The niña in the orange dress in Santiago de Cuba and this niño in the yellow pants in Trinidad will be taught about Martí’s hopes for all Cuban children.
The poet wrote Ismaelillo in 1892 for his son of the same name. Martí was in exile and missed his little boy, so he reached out with this book. Here is I Dream Awake, one of the poems written for Ismaelillo.
Day and night
I always dream with open eyes
And on top of the foaming waves
Of the wide turbulent sea,
And on the rolling
And merrily riding on the gentle neck
Of a mighty lion,
Monarch of my heart,
I always see a floating child
Who is calling me!
The well-developed cast of hopeful characters include Marcolina, who has a magic yellow parasol which does not speak, but hears everything; her friends Enrique Chiquito, fun-loving Anita, Chele and Albertico (who loves rap music); along with Monchi the mailman, Juan the always traveling naturalist, and Dun Dun, her little white dog.
This core cast hints at the fun within this picture book. The plot involves tongue twisters, instructions for making a paper duck, songs about Don Quixote and Ñeñeo the goose, and a recipe for fruit pudding intended for the gastronomic pleasure of an extraterrestrial named Worantitesiusinelodasconin from the planet Neueve-Nueve-Nueve (Nine-Nine-Nine). In case you are wondering why his name is so long, it’s because on his planet everyone lives for hundreds of years and for each hundred, a new syllable is added.
La Sombrilla Amarilla by Ivette Vian Altarriba is actually the screenplay for an episode from a popular series on Televisión Cubana. This lively children’s show has a Facebook page and some episodes are on YouTube.
The watercolor illustrations by Arístides Hernández (Ares) are lively and free-flowing with different perspectives and textures. His style relies on exaggeration and movement along with wildly changing scale, so the unpainted negative space helps keep the art from being overwhelmingly busy. Ares has illustrated more than 70 books and in 2002 received the National Cultural Medal from the Cuban Cultural Ministry. The artist includes characters of all races and colors to reflect the new pragmatism of his homeland.

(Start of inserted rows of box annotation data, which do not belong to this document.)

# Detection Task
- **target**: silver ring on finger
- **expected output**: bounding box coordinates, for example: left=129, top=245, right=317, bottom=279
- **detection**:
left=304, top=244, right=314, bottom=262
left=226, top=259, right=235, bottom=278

The story and pictures are open to the world and beyond and are filled with the music, creative problem solving, and love of life evident everywhere in a small island country with a big heart.
Ismaelillo by Jose Marti and illustrated by Rosa Salgado Hurtado, Editorial Gente Nueva, Vedado, La Habana, Cuba, ©1977 (recent editions are available)
La Sombrilla Amarilla by Ivette Vian Altarriba and illustrated by Arístides Hernández (Ares), Instituto Cubano del Libro, Editorial Gente Nueva, Plaza de la Revolución, Ciudad de La Habana, Cuba. ©2005.